「経済学批判」(38)

 b 貨幣の通流 つづき
 貨幣流通の前提は商品流通である、しかも貨幣が流通させるのは、価格をもっている商品、つまり観念のうえではすでに一定の金量と等置されている商品である。商品の価格規定そのものには、度量単位として役だつ金量の価値の大きさ、つまり金の価値は、あたえられたものとして前提されている。だからこういう前提のもとでは、流通のために必要な金の量は、まずもって、実現されなければならない商品価格の総額によって規定される。しかしこの総額そのものは、(1)価格の度盛、つまり金で評価された商品の交換価値が相対的に高いか低いかによって、(2)一定の価格で流通する商品の総量によって、したがってあたえられた価格でおこなわれる購買と販売の総量によって規定される。たとえばイギリスのりっぱな精密調査によれば、イングランドでは穀物飢饉の最初の段階において、減少した穀物総量の価格総額が、以前の、数量が多かったときの穀物の価格総額よりも大きく、しかも同時に、ほかの商品総額の流通は、しばらくのあいだもとの価格で故障なくつづいていたために、流通する貨幣の総量が増加したことが証明されている。これにたいして、穀物飢饉のあとの段階では、穀物とならんでもとの価格で売られる商品が減少したか、または以前と同じ量の商品がもっと低い価格で売られるかしたために、流通する貨幣の総量は減少したのである。

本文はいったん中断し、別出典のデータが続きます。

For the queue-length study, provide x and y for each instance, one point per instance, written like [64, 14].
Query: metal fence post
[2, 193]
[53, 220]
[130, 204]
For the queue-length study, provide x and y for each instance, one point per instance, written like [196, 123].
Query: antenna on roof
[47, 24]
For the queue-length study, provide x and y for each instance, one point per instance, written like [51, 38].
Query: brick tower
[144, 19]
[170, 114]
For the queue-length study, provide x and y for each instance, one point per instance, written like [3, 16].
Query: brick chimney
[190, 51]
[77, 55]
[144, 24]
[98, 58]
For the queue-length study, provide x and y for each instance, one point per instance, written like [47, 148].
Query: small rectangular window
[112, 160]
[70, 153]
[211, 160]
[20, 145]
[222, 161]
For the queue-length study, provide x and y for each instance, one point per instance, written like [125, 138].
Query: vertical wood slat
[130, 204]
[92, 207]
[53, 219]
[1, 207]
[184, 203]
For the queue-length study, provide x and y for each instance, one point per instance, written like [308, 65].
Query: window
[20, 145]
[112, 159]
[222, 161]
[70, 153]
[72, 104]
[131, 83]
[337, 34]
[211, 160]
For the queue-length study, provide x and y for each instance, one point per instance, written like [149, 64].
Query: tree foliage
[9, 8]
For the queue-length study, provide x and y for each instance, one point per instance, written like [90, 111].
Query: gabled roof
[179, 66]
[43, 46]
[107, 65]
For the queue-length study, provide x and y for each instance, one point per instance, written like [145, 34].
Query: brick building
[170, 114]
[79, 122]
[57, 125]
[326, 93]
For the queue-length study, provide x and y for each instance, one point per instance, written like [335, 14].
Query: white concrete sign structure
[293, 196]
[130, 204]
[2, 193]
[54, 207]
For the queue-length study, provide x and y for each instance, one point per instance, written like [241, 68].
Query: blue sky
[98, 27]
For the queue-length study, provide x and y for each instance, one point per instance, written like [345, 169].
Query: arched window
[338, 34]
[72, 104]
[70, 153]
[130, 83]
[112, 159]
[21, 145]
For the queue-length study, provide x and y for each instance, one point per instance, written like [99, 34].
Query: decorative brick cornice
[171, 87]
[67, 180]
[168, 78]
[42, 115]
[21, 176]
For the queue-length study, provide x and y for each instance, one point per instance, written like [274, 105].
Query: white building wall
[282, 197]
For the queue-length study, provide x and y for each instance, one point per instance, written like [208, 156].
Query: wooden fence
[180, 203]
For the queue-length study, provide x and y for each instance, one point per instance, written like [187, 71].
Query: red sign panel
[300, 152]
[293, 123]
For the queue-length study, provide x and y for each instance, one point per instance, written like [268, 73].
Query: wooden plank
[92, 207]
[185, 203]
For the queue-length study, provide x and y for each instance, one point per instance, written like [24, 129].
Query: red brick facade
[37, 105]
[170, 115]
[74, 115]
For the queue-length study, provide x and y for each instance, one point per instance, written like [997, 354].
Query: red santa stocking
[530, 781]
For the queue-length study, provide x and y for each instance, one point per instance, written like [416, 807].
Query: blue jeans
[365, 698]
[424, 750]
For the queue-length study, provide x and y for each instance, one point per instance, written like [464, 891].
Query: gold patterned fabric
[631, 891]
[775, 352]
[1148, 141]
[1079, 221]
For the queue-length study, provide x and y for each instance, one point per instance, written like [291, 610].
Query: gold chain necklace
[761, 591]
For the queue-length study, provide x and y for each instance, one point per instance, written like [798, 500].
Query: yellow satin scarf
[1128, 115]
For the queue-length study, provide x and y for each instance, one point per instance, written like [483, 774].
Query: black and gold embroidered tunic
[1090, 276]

 けれども、すでにみたように、流通している貨幣の量は、単に実現されなければならない商品価格の総額によって規定されるばかりでなく、同時に貨幣が通流する速度、つまりあたえられた期間内にこの実現の仕事をなしとげる速度によっても規定される。もし同じソヴリン貨が、同じ日にそれぞれ1ソヴリンの価格の商品を10回買い、したがってそのもち手を10回かえれば、このソヴリン貨は、1日にそれぞれただ1回しか流通しないソヴリン貨10個とちょうど同じ仕事をする。だから金の通流の速度は、金の量のかわりをすることができるのであり、いいかえれば、流通過程における金の定在は、単に商品とならび存する等価物としての金の定在によって規定されるだけでなく、商品変態の運動のなかにおける金の定在によっても規定されるのである。しかし貨幣通流の速度がその量のかわりをするのも、ある一定の程度までにすぎない、というのは、無限に分裂している購買と販売とは、どのあたえられた時点でもつねに空間的にあいならんでおこなわれるからである。